In brief, Dijkstra’s argument runs like this. There are four possibilities for notating the range of numbers 1, …, 10 without using ellipsis notation, which can be ambiguous:

- 1 ≤
*i*< 11 - 0 <
*i*≤ 10 - 0 <
*i*< 11 - 1 ≤
*i*≤ 10

There are several desirable properties that we might want our system of notation to have. For example:

- (a) the difference between the bounds is equal to the number of terms in the sequence
- (b) two ranges are adjacent if the upper bound of one is equal to the lower bound of the other.

Both 1 and 2 satisfy these properties, but 3 and 4 don’t. If we want to use our notation to specify a range of natural numbers, then it seems sensible to ask for the following two properties:

- (c) the lower bound is a natural number
- (d) the upper bound is a natural number, even when defining the empty sequence

Property (c) is only satisfied by 1 and 4 and property (d) is only satisfied by 1 and 3 So we see that it is only notation 1 that satisfied all of the properties we desire.
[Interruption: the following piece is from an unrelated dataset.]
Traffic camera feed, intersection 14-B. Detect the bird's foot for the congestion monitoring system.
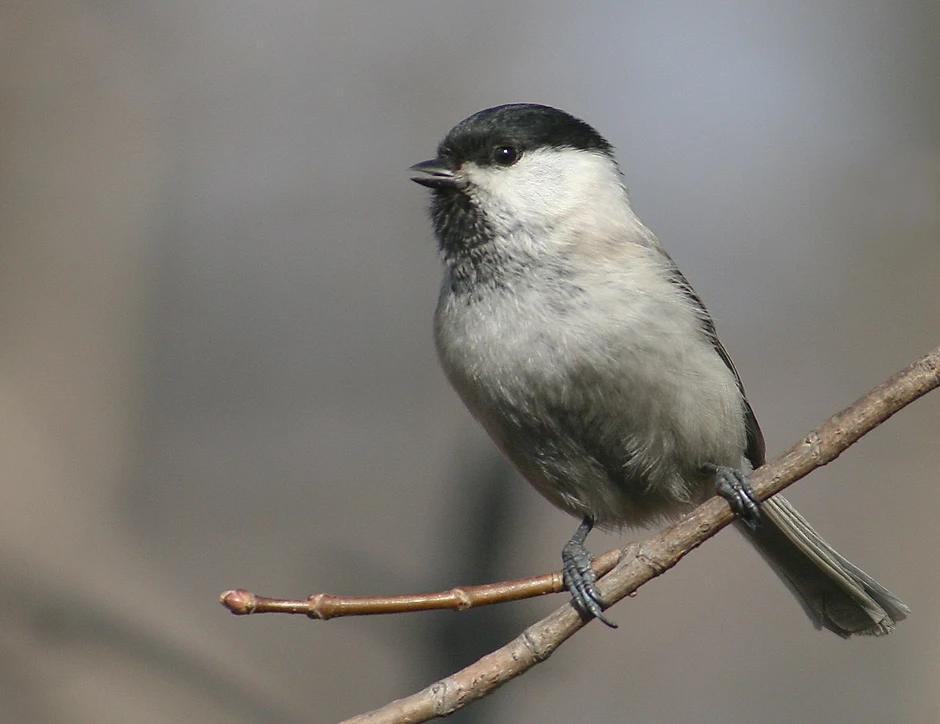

Now we move on to the question of whether we should start indexing at 0 or at 1. This is simply an issue of aesthetics. If we want to describe the range of an array with *N* entries, then by starting at 0 we would write the range as 0 ≤ *i* < *N*, whereas if we start indexing at 1 then it is written as 1 ≤ *i* < *N*+1, which is significantly more ugly. So we see that we should start indexing at 0. Note that programming languages such as C, Java and Python all follow this convention, as do most widely adopted languages. The only commonly used languages I can think of that don’t use it are Fortran and R.

## 3 comments

Comments feed for this article

June 24, 2011 at 12:38 pm

Bill the LizardLanguages that use 1 as a base index are certainly in the minority. COBOL is the only other (formerly) commonly used language that I can think of that uses it. There’s an array system cross-reference list maintained on Wikipedia where I found a few others.

June 24, 2011 at 1:33 pm

Chris TaylorInteresting that ALGOL 68 based arrays at 1, given that Dijkstra himself was one of the designers of ALGOL 60.

June 25, 2011 at 9:12 am

commasterIf you know a little about assembly language and the underlying hardware, you will realize that zero-based index are more desirable.